Lo stato di salute dell’economia italiana
Il Rapporto del CNEL evidenzia un 2022 a due facce: se, infatti, nella prima metà dell’anno si è assistito a una ripresa economica consistente, anzi superiore alle medie europee, consentendo alla occupazione in particolare di recuperare i livelli pre-pandemia crescendo più del PIL, la seconda metà del 2022 ha visto l’intervento di vari fattori negativi che hanno invertito le tendenze economiche e della occupazione: l’aumento dei costi della energia e delle materie prime, anche in conseguenza della guerra in Ucraina, la crescita dell’inflazione e il venir meno della politica espansiva della BCE. Con il risultato di un forte rallentamento della crescita economica che si è riflessa in una frenata di nuovi posti di lavoro.
Il ruolo dei Fondi interprofessionali
Il documento del CNEL dedica inoltre un intero capitolo alla formazione continua finanziata dai Fondi interprofessionali, evidenziandone lo sviluppo nel corso degli anni e “l’importante ruolo da essi svolto nel ridurre i divari di investimento formativo”, anche se, evidenzia il CNEL, “appare necessario un più marcato orientamento della domanda di formazione verso temi e strumenti in grado di incidere sulla capacità di competere delle imprese e sul grado di occupabilità dei lavoratori”.
“Nell’ultimo anno precedente la pandemia – si legge nel Rapporto – sono stati approvati cinquantamila piani formativi, destinati a un milione e settecentomila lavoratori in oltre novantamila aziende; le attività formative concluse hanno coinvolto 1.417.000 lavoratori, per il 59,4% uomini e il 40,6% donne. Nel 43,5% dei casi la formazione è stata finalizzata all’aggiornamento e/o alla manutenzione delle competenze dei lavoratori, mentre il 30% delle attività formative ha riguardato processi di innovazione e nel 14,9% la sicurezza sui luoghi di lavoro.

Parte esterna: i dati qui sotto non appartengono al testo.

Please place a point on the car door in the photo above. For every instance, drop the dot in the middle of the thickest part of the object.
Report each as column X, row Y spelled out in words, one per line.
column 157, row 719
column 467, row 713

Circa la metà dei piani è stata finanziata attraverso “avvisi”, strumento solidaristico al quale fanno frequentemente ricorso aziende di piccole dimensioni, mentre i lavoratori delle grandi imprese hanno usufruito di interventi formativi finanziati attraverso conti aziendali”.
Il CNEL ricorda, inoltre, come il PNRR individui nella formazione “collegata al lavoro” un importante asse strategico del cambiamento che proprio con il Piano si dovrebbe riuscire a innescare, lungo un asse strategico trasversale alle sei Missioni individuate dall’Unione europea come condizioni necessarie di crescita produttiva e sociale. Nella Missione 5, l’asse relativo alle politiche attive, si sviluppa con due misure: il Programma Nazionale per la Garanzia Occupabilità dei Lavoratori (GOL), orientato a sostenere i lavoratori in transizione, i disoccupati e i giovani in cerca di prima occupazione ed il Piano Nazionale Nuove Competenze, volto a garantire maggiore coesione delle politiche a sostegno della formazione per tutto l’arco della vita, comprendendo in questa categoria gli adulti in generale.